Runs on modest hardware. A Raspberry Pi 4 with 4GB RAM and a USB SSD can handle thousands of documents. A NAS with a spare CPU core works fine. You don’t need a server farm.

Your data stays yours. No syncing to the cloud. No vendor deciding to shut down the service. No surprise price increase. Your archive is a PostgreSQL database and a directory of PDFs. Export it, back it up, move it — it’s all yours.

No vendor lock-in. The database schema is straightforward. If you ever want to leave, you can export all documents as PDFs with metadata, or write a script to migrate to another system. You’re not trapped.

Gotchas and Tradeoffs

Setup requires comfort with Docker or systemd. Paperless-ngx isn’t a one-click installer. You need to understand environment variables, volumes, and basic container management. If that’s new to you, the docs are clear, but it’s not a weekend project for a non-technical user.

OCR quality depends on document quality. A crisp PDF of a printed page? Perfect. A photograph of a receipt taken in bad lighting? Paperless-ngx will try, but it might miss words. You can re-run OCR on a document if you improve the source, but garbage in = garbage out.

Storage grows. Every document gets stored as an original + a searchable PDF. A 500-page contract becomes two files. If you’re archiving thousands of documents, budget for disk space. A terabyte SSD is cheap; a terabyte of cloud storage is not.

Email integration is polling, not push. Paperless-ngx checks your email account on a schedule (default: every 10 minutes). There’s a small delay between sending an email and it appearing in your archive. For most use cases, this is fine.

Multi-user is basic. Paperless-ngx supports multiple users, but permissions are coarse (admin or read-only). If you need fine-grained sharing or per-document access control, this isn’t it.

What to Do Next

Read the official documentation — it covers installation, configuration, and advanced features (like barcode-based splitting for batch scanning).
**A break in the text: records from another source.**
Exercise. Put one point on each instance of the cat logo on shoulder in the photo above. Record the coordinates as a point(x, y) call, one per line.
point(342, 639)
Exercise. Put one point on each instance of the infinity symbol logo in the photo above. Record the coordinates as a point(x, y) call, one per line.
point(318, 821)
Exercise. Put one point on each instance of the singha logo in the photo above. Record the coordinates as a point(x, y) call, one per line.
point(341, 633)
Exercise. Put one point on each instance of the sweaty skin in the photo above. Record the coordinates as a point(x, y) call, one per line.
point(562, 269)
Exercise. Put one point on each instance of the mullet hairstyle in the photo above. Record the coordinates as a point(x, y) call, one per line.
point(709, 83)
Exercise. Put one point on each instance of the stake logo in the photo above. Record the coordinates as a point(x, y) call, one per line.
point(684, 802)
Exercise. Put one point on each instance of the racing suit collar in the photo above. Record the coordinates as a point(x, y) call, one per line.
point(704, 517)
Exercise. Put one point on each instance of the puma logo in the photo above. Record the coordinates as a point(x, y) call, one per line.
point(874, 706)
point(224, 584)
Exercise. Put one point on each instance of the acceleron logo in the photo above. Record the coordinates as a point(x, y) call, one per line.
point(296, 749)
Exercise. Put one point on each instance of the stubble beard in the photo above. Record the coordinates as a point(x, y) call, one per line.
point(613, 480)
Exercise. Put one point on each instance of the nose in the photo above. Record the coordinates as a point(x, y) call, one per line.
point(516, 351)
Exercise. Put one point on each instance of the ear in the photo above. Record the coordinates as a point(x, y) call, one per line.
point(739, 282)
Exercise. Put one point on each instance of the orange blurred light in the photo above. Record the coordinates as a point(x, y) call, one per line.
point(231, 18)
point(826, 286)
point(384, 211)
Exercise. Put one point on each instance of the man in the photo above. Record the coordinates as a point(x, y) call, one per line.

If you’re running on a NAS, check the community guides for your specific hardware. Start with a small batch of documents to get a feel for how OCR and tagging work, then commit to scanning everything.

For self-hosters who care about owning their records, paperless-ngx is the answer to “where do I keep this?” It’s not perfect, but it’s stable, it works, and it scales to thousands of documents without breaking a sweat.